The film is at its best in the segment on Obama’s time at Harvard Law School in the late eighties and early nineties. We see fascinating footage of Obama at a student protest rally, where he addresses the crowd—the familiar cadences already at work—and speaks up in favor of Harvard professor Derrick Bell, a leading purveyor of critical race theory, an ideology that sees almost every aspect of life as racially determined. Bell adds yet another face to the rogues’ gallery of dubious Obama associations, but overall the Harvard segment is more encouraging than troubling, since it shows Obama acting as a conciliator (and not just talking about it). Named the first black president of the Harvard Law Review, Obama is expected to use his new position to “fight for the cause”; instead, he goes out of his way to be fair to conservative students, including members of the Federalist Society like Bradford Berenson, who eventually became an associate counsel in the George W. Bush White House. Obama named three Federalist Society members to top editing positions. The contradictions between his apparently more magnanimous nature and the bitterness of those closest to him—from the pastor he chose to the woman he married—form the core of the Obama mystery: who is he, really? The 2008 election remains in play because so many voters still do not know.
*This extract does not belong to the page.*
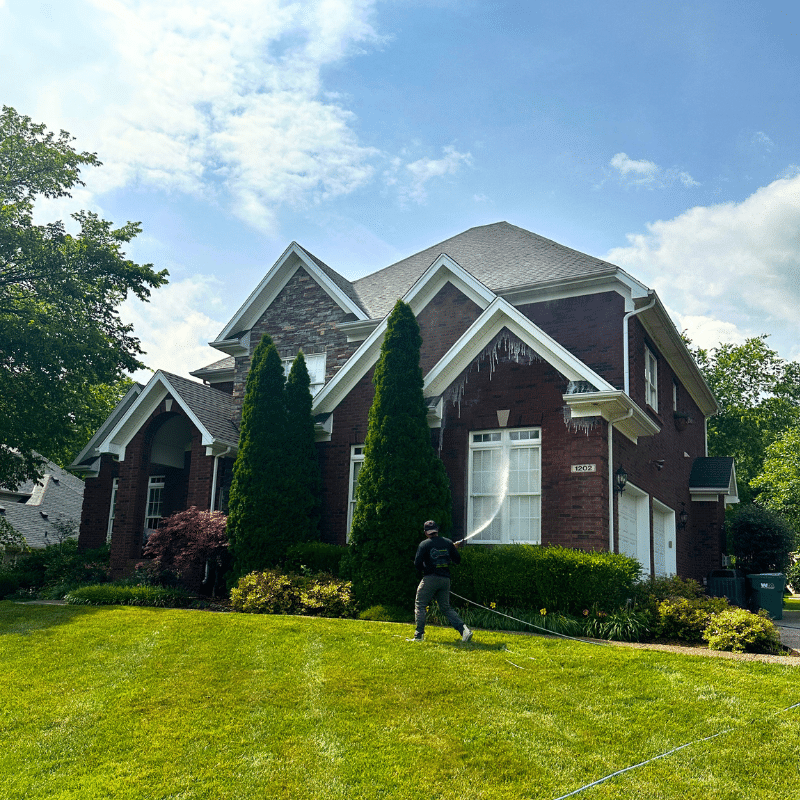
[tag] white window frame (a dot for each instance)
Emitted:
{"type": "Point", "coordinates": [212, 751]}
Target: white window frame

The film mostly covers familiar ground when it comes to McCain: after Vietnam, the return to civilian life; the messy divorce and remarriage; the ascendant political career nearly cut down by the Keating Five scandal, in which McCain and four other senators were accused of using improper influence to shield the chairman of a savings and loan from a regulatory investigation; the forging of his maverick credentials; the presidential campaigns of 2000 and 2008; and the long war and uneasy reconciliation with the Bush White House. McCain has been on the national stage for so long that it’s all but impossible for The Choice to provide much new.

We hear about McCain’s habit of telegraphing irony in public when he takes positions he’d rather not take, but needs to for political expediency. Like Bob Dole before him, McCain exhibits a surprisingly contemporary taste for sarcasm—perhaps the product of their war experiences. We watch McCain on Jon Stewart’s Daily Show in 2006, where the host chides him for agreeing to give a commencement speech at Jerry Falwell’s Liberty University. Back in 2000, McCain had denounced Falwell and Pat Robertson as “agents of intolerance.” Now, he sought to make peace for political purposes. Stewart asks the senator whether he’s going into “crazy base world,” meaning the Republican evangelical voting bloc. With a wry smile, McCain answers, “I’m afraid so.” It’s a reminder that no matter how many compromises he makes, McCain can’t stop being McCain.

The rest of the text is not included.